I’ve just returned from a six-day journey to London, Cambridge and Norfolk spending time with several good, long-standing friends, engaged in conversation about G_d, faith, spirituality, meditation and contemplation, and our experience of life and worship in the Church of England. My final day, Sunday, was blessed by a Communion service of rare integrity and depth in the parish church at Blakeney.
I’ve been given various books and book recommendations along the way and am already immersed in Interspiritual Meditation: a seven step process drawn from the world’s spiritual traditions by Edward W Bastian, founder and president of the Spiritual Paths Foundation based in Santa Barbara, California. Meditation is one of the cornerstones of Bastian’s life. His path is rooted in Buddhism and his teaching about interspiritual meditation integrates Buddhism with Christianity, Hinduism, Islam, Judaism, Taoism and Native American traditions.
Bastian’s teaching would of course be condemned as false by many Christians who adopt the labels orthodox and traditional. But other Christians, myself included, are drawn to the same integral, evolutionary spiritual path. I explored many dimensions of this integral vision with my friends last week. The picture is complex and multi-faceted and I’m finding it challenging to organise in my mind and write about.
Bastian’s introduction and opening chapters in Interspiritual Meditation provide a valuable guide to the common elements in meditation and contemplation which are shared and can be shared by those of other faith traditions and none. Much of my own practice has developed from the body-centred psychotherapy training I undertook at the end of the nineties and this also finds its place in Bastian’s work.
I believe there are two core ingredients which are essential to the formation of an integrative, evolutionary spiritual path for Christians being called to growth and depth along a path to truth, holiness and G_d.
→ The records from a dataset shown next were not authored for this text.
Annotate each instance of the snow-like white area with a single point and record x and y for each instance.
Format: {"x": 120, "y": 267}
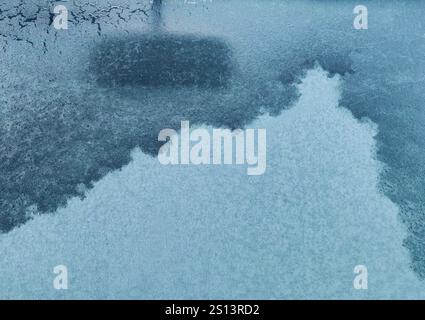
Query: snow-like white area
{"x": 298, "y": 231}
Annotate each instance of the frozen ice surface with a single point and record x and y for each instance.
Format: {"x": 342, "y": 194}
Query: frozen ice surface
{"x": 154, "y": 231}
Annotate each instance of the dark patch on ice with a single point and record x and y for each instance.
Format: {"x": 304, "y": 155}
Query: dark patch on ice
{"x": 163, "y": 59}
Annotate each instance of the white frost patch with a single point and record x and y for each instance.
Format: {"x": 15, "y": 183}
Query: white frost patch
{"x": 298, "y": 231}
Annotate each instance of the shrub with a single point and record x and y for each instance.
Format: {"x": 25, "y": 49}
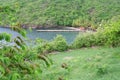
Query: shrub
{"x": 85, "y": 40}
{"x": 59, "y": 43}
{"x": 108, "y": 36}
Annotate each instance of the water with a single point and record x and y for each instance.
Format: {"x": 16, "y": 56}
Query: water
{"x": 69, "y": 36}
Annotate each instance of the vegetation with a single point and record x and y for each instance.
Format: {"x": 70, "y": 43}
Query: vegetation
{"x": 85, "y": 13}
{"x": 21, "y": 62}
{"x": 106, "y": 36}
{"x": 85, "y": 64}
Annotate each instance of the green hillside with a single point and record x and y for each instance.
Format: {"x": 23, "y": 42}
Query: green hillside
{"x": 64, "y": 12}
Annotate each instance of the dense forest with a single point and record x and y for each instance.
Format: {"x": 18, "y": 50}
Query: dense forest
{"x": 77, "y": 13}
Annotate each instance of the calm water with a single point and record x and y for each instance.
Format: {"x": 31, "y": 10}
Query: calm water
{"x": 70, "y": 36}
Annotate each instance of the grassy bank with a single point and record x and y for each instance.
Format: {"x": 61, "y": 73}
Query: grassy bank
{"x": 85, "y": 64}
{"x": 62, "y": 12}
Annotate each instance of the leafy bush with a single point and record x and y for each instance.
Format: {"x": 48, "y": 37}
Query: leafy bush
{"x": 108, "y": 36}
{"x": 59, "y": 43}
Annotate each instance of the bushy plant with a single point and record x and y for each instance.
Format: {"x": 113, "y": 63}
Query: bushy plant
{"x": 59, "y": 43}
{"x": 107, "y": 36}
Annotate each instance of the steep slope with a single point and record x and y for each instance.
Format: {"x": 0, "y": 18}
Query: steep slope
{"x": 64, "y": 12}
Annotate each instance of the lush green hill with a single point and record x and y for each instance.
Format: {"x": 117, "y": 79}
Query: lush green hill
{"x": 64, "y": 12}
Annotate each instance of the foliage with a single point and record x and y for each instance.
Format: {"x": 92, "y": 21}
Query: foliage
{"x": 99, "y": 63}
{"x": 59, "y": 43}
{"x": 109, "y": 35}
{"x": 63, "y": 12}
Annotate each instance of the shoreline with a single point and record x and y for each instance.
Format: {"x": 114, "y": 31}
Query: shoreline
{"x": 55, "y": 28}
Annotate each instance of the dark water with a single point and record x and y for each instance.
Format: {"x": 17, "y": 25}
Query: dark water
{"x": 69, "y": 36}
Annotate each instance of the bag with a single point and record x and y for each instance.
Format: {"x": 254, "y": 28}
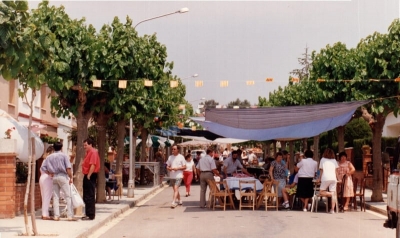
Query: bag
{"x": 76, "y": 199}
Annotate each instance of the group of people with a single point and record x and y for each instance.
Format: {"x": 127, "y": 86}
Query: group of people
{"x": 56, "y": 175}
{"x": 306, "y": 173}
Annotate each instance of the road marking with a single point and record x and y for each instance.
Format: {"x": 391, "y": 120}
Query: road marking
{"x": 121, "y": 217}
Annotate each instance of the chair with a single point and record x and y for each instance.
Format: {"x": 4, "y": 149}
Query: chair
{"x": 247, "y": 189}
{"x": 359, "y": 191}
{"x": 222, "y": 196}
{"x": 269, "y": 194}
{"x": 317, "y": 196}
{"x": 118, "y": 191}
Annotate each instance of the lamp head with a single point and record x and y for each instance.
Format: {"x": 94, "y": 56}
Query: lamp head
{"x": 183, "y": 10}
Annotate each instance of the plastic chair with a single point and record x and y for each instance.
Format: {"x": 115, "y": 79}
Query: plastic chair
{"x": 268, "y": 196}
{"x": 247, "y": 189}
{"x": 359, "y": 191}
{"x": 317, "y": 196}
{"x": 222, "y": 196}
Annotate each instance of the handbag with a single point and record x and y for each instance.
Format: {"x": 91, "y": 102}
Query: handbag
{"x": 76, "y": 198}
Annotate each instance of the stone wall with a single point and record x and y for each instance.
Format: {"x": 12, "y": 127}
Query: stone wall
{"x": 12, "y": 194}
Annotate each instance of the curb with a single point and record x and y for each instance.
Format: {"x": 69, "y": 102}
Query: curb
{"x": 115, "y": 214}
{"x": 376, "y": 209}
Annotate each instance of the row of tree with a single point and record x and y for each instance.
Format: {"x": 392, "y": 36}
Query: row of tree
{"x": 46, "y": 47}
{"x": 371, "y": 71}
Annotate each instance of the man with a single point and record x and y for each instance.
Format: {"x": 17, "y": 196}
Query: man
{"x": 225, "y": 154}
{"x": 175, "y": 165}
{"x": 307, "y": 168}
{"x": 206, "y": 169}
{"x": 90, "y": 169}
{"x": 231, "y": 164}
{"x": 59, "y": 167}
{"x": 252, "y": 157}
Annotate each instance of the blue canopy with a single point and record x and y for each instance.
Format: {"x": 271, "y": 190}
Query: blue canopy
{"x": 281, "y": 123}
One is the development of a vision of God which opens to unconditional, infinite, intimate love and the other is a willingness to open the self to truth, beauty and inner presence in silence and meditative/contemplative practice.
Bastian claims universal truths – that every human being has the potential for unlimited wisdom, compassion and happiness. I’m not sure about the ‘unlimited’ claim – perhaps I’m too much of a realist – but I do believe we all have the potential he describes. Christianity, as I hear it preached and taught, wants to limit people by continually reminding them that before anything else, they are sinners in need of repentance and confession, seeking the mercy and grace of God. They may believe that God’s love is unconditional, but there’s always a catch, and I rarely hear sermons proclaiming God’s unconditional love. Christian teaching and practice is riddled with conditional clauses.
Interspirituality
Bastian imagines interspirituality as the shared mystic heart beating in the centre of the world’s deepest spiritual traditions. It is less concerned with metaphysical truths than with process, method and practice. It is openhearted and unbiased, creating a core of spiritual intimacy based on shared experience and never regarding people from different traditions as ‘other’.
It is designed to help people develop a foundation for health and well-being, inner peace, wisdom and compassion, to foster these sacred qualities and to share experience of the sacred. It draws on the common values and truths of ancient wisdom traditions in a process which embraces spiritual diversity.
Meditation
To use Bastian’s language, meditation is the practice that provides the context for a spiritual path in which the sacred potential of our innermost being can expand to pervade our entire being through wholehearted spiritual practice.
The practice of meditation helps us enter into and rest more deeply in the essence of our being. In meditation, we begin to move through the world with an inner stillness and contentment and a compassionate empathy. In the depth of meditative awareness, we find ourselves connected to the essential nature of all beings.
Meditation is a technique for attuning consciousness and may lead to altered states of awareness including profound focus and tranquillity.
Spiritual realities
Bastian identifies something that has always been important to me – how does it work? How does praying or meditating change anything in the world? Many Christians pray in the belief that G_d is a God who can be influenced by our praying and as a result, can intervene in human affairs.
For Bastian, whether prayer is directed to another being, within our self, or into the universe, we are evoking a deep personal wish and, I would add, aligning ourselves with energies in creation. I pray in the confidence that there are profound spiritual realities that can flow when our lives are congruent with the healthy ethical precepts of our tradition, the power of our essential being and the innate presence of love in creation.
Developing the ability or the gift to centre ourselves in the core of our being, resting in the present, helps us maintain a calm, compassionate mind and a relaxed, healthy body. Prayer, meditation and contemplation are all practices which can help us dwell deeply within our own being, bringing us into the presence of essential reality, the divine presence of sacred unity and energy in our core – the soul essence of our humanity.
What we believe about G_d and what we believe about ourselves are fundamental to the development of a healthy, creative life path and a deep, flowing, energised spirituality.